Aus Südbaden, der ehemals wärmsten Region Deutschlands, wird die heißeste Region und ein Klima-Krisengebiet. Es ist ein massiver Unterschied ob man in der „wärmsten“ oder in der „heißesten“ Region Deutschlands lebt.
Der bundesweite, langfristige, lineare Temperaturanstieg im Sommer entspricht für den Zeitraum 1881-2023 mit 1,8 °C in etwa dem jährlichen linearen Trend. Während der Temperaturanstieg für den deutschen Frühling bei 1,6 °C liegt, erreicht der Temperaturanstieg im Herbst 1,7 °C. Die Temperaturen im Winter sind um 1,9 °C gestiegen. Am Oberrhein ist die Durchschnittstemperatur wesentlich stärker gestiegen.

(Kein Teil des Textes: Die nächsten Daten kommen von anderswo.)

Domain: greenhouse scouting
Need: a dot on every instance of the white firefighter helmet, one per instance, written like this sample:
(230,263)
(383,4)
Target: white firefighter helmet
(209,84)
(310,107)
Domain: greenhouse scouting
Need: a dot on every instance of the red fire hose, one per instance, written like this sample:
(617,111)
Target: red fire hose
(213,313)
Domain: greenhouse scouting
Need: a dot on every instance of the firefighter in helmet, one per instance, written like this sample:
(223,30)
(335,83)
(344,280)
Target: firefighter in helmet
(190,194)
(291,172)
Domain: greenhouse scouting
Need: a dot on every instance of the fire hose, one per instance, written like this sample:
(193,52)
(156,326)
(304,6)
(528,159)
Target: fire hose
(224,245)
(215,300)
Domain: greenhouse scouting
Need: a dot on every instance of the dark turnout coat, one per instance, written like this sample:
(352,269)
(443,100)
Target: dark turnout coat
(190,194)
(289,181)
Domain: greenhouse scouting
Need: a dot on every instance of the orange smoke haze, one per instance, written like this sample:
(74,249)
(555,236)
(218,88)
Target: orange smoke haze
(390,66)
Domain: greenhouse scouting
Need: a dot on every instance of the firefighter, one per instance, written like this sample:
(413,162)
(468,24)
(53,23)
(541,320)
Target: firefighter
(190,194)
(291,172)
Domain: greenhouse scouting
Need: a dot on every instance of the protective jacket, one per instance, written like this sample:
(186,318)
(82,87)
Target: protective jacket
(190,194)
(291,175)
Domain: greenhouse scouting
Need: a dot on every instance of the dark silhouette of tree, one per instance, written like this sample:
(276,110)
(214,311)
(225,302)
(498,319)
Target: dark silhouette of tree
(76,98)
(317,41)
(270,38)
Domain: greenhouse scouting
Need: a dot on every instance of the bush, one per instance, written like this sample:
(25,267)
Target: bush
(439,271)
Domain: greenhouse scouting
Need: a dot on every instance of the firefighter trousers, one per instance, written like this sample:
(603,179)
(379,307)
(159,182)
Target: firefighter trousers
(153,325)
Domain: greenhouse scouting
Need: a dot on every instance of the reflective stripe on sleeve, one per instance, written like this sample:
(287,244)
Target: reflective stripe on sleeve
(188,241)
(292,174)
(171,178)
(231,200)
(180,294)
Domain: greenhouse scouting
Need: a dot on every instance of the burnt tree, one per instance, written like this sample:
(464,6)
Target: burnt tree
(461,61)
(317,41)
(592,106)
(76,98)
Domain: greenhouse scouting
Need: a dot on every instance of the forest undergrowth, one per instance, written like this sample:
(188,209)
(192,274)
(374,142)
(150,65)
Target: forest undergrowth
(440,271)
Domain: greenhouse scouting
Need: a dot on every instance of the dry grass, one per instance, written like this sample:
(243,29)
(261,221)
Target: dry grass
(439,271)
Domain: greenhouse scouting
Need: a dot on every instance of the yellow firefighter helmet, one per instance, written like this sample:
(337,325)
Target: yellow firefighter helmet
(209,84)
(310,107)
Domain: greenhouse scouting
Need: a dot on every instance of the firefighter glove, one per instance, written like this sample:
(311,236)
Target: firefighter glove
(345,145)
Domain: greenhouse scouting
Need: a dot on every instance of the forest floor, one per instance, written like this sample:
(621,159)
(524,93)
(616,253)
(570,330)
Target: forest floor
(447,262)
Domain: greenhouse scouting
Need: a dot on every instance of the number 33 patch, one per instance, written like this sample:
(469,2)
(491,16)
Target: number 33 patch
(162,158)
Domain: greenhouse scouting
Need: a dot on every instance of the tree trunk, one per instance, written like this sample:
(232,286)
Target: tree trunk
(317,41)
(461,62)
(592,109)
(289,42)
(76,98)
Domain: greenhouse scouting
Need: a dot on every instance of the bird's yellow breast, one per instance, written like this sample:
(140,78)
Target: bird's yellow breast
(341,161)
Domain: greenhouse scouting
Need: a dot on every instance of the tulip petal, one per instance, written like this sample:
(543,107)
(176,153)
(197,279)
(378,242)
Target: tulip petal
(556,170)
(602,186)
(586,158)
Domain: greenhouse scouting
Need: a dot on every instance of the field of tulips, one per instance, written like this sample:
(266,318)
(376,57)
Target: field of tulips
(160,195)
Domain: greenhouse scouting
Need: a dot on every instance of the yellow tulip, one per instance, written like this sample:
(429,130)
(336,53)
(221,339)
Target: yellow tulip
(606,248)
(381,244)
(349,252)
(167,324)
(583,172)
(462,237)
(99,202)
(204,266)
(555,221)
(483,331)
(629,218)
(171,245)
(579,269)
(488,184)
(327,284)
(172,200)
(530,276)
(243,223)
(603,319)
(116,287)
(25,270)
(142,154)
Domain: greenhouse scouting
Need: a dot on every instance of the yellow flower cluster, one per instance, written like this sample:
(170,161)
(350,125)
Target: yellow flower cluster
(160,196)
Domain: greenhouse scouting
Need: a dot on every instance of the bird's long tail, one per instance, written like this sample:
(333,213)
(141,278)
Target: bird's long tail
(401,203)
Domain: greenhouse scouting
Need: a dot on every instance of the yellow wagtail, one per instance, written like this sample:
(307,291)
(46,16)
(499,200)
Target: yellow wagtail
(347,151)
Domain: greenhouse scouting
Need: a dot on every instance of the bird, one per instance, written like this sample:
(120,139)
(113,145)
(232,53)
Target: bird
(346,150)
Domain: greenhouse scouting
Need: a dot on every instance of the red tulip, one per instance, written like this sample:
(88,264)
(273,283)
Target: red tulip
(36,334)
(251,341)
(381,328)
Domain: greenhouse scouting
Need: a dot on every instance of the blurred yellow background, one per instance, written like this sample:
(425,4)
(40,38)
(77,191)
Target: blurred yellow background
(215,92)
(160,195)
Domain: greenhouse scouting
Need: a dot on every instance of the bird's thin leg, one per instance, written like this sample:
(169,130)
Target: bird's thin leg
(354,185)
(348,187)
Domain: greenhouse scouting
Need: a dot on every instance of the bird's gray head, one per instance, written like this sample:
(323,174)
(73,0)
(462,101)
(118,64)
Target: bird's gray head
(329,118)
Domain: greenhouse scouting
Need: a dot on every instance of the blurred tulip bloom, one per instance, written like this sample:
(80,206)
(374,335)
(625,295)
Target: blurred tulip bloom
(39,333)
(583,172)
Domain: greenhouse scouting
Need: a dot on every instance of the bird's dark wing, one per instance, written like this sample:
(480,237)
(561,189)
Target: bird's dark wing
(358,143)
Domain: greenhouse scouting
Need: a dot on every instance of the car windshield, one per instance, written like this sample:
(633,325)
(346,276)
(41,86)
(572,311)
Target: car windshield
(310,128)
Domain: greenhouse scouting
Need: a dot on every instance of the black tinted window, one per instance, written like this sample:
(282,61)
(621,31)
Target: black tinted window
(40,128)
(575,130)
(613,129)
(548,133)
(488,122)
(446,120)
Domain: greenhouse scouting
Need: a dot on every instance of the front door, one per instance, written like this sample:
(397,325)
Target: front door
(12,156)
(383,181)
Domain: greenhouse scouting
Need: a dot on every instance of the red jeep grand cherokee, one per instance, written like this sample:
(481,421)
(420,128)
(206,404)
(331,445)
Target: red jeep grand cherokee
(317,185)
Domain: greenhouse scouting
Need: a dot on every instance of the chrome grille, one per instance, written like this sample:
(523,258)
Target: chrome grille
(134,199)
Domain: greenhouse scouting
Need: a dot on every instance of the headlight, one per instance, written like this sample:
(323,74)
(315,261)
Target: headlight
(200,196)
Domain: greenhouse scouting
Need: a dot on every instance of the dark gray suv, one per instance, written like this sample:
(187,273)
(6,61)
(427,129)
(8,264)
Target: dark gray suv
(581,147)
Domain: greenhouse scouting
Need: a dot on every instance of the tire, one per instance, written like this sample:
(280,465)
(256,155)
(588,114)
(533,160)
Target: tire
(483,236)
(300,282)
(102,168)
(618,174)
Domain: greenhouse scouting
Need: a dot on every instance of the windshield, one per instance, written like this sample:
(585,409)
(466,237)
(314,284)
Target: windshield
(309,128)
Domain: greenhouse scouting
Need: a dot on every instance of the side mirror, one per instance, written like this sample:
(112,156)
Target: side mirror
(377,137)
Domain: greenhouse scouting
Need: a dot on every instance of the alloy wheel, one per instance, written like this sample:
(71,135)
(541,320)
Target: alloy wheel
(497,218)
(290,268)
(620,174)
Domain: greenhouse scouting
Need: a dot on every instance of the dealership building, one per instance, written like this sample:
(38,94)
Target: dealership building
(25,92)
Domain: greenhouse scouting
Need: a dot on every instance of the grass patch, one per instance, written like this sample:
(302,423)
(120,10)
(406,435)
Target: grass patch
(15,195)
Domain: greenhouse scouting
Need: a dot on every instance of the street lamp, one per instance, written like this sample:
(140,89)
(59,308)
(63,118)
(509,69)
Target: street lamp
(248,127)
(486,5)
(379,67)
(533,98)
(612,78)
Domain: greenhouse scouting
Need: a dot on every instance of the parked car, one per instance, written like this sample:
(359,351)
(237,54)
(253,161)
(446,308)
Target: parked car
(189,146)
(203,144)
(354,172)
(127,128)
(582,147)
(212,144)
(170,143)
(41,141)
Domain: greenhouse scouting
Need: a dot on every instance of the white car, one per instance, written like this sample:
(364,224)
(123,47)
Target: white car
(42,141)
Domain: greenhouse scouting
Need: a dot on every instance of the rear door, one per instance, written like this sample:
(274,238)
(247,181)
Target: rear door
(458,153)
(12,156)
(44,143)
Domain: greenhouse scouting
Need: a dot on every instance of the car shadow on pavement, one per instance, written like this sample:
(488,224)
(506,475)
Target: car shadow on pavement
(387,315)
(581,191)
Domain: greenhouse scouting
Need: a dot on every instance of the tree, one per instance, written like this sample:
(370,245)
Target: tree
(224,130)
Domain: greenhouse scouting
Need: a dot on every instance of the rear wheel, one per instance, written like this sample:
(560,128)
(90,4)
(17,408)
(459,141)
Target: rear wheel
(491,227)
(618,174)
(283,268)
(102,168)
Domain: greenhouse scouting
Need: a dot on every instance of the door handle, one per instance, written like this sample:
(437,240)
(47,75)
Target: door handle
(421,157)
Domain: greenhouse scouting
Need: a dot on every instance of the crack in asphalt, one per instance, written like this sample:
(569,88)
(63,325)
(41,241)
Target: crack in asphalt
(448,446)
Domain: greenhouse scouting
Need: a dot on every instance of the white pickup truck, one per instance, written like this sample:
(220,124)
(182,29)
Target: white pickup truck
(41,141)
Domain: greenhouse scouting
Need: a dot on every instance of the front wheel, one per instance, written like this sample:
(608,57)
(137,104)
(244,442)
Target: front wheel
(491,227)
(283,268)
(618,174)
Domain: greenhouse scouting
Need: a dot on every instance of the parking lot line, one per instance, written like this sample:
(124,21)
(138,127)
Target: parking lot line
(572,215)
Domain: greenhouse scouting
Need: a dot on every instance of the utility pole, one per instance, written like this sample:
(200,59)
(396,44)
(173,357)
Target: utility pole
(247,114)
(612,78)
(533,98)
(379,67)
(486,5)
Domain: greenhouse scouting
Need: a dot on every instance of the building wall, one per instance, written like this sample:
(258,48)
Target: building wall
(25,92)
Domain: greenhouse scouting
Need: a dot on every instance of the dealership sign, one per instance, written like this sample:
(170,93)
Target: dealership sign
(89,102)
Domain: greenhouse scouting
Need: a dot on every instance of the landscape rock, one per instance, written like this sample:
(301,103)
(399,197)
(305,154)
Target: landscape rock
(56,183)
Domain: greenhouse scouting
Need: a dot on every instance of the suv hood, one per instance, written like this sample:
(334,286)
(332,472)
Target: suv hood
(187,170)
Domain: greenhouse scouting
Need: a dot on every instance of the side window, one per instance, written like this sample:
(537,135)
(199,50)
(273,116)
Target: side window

Ein Drittel der Menschheit könnte in 50 Jahren in Regionen leben, die dann so heiß sind, wie heute die heißesten Teile der Sahara. Das geht aus einer Analyse von europäischen, amerikanischen und chinesischen Wissenschaftlern hervor, die im Mai 2020 im Fachblatt der amerikanischen Akademie der Wissenschaften veröffentlicht wurde. Darin heißt es: Wenn global immer mehr Treibhausgase erzeugt werden, müssten 2070 dreieinhalb Milliarden Menschen mit Temperaturen leben, die nur schwer auszuhalten sind.
Das Zwei-Grad-Ziel ist der verzweifelte Versuch, die globale Erwärmung auf weniger als zwei Grad Celsius gegenüber dem Niveau vor Beginn der Industrialisierung zu begrenzen. Am Oberrhein wurde diese Zwei-Grad-Marke schon überschritten.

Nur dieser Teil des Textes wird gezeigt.